Тревожный август - Страница 12


К оглавлению

12

Сергей Белов

Перед самой войной родители его уехали в Ташкент к бабушке. А он собрал однокурсников, которые, конечно, были в городе, устроили вечеринку. Танцевали, пели, спорили и говорили о войне. Утром провожали девушек. Утро было пасмурным, улицы пустыми, легкое вино туманило голову, и им казалось, что нет более счастливых людей на земле. А потом выяснилось, что в те минуты, когда они спорили о возможности войны, она уже началась. Он пошел в военкомат в понедельник, выстоял огромную очередь. Ему отказали. Сильный грипп год назад дал осложнение на легкие.

Тогда он решил схитрить, пошел в горком комсомола. И снова медкомиссия...

Родители остались в Ташкенте.
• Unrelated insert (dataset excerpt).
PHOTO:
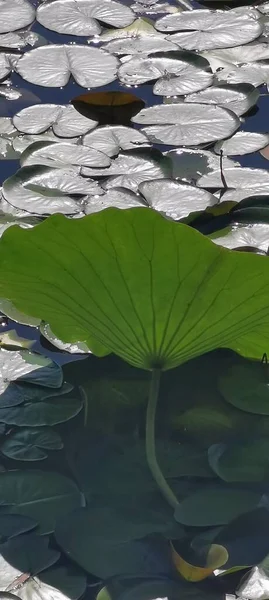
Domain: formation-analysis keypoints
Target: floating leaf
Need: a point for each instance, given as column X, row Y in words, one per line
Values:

Отец прислал пространное письмо, в котором советовал, как сохранить квартиру. Сергей, не дочитав его, порвал, отношения с отцом были выяснены давно, еще в девятом классе.

В сентябре сорок первого он уехал рыть окопы. Под Москву послали бригаду московских вузов. Работали со светла до темна. Прерывались, чтобы поесть из походных кухонь горячую жидкую кашу. Спали здесь же, в землянках. Каждый день приезжали военные инженеры, лазили по окопам, проверяли блиндажи, наносили их на карты. Газет не было, радио, естественно, тоже. Но о том, что творится на фронте, узнавали по приближающемуся его дыханию. Именно дыханию. Так сказал мальчик-первокурсник из ИФЛИ, Андрюша Громов.

Ночью они сидели, курили на гребне окопа. Где-то вдалеке, за лесом, грохотала канонада.

— Сейчас он стихнет, — почти прошептал Андрюша.

— Кто? — удивился Сергей.

— Фронт. Он дышит и только ночью засыпает. Слышишь?

— Ты мистик, Андрюша, ты начитался Метерлинка.

— Метерлинк здесь ни при чем. Понимаешь, я его так вижу, он словно огромный зверь, ну, типа динозавра, что ли, он ползет все ближе, ближе. Он еще далеко, но мы уже слышим его дыхание.

— Так нельзя, — твердо сказал Сергей, — нельзя превращаться в дрожащего обывателя. Мы все равно его остановим.

— Я понимаю, — помолчав, ответил Андрюша. — Но мне вдруг становится очень страшно, Сережа.

А через несколько дней канонада приблизилась. Казалось, что снаряды рвутся где-то совсем рядом, в нескольких шагах. К часу вместо кухни к ним примчалась полуразбитая полуторка с обгоревшими бортами. Из нее выскочил военный в ватнике, перетянутом портупеей:

— Кто здесь старший?! Немедленно сматывайтесь: немцы прорвались! Немедленно!

С машины бойцы начали стаскивать длинноствольные неуклюжие противотанковые ружья.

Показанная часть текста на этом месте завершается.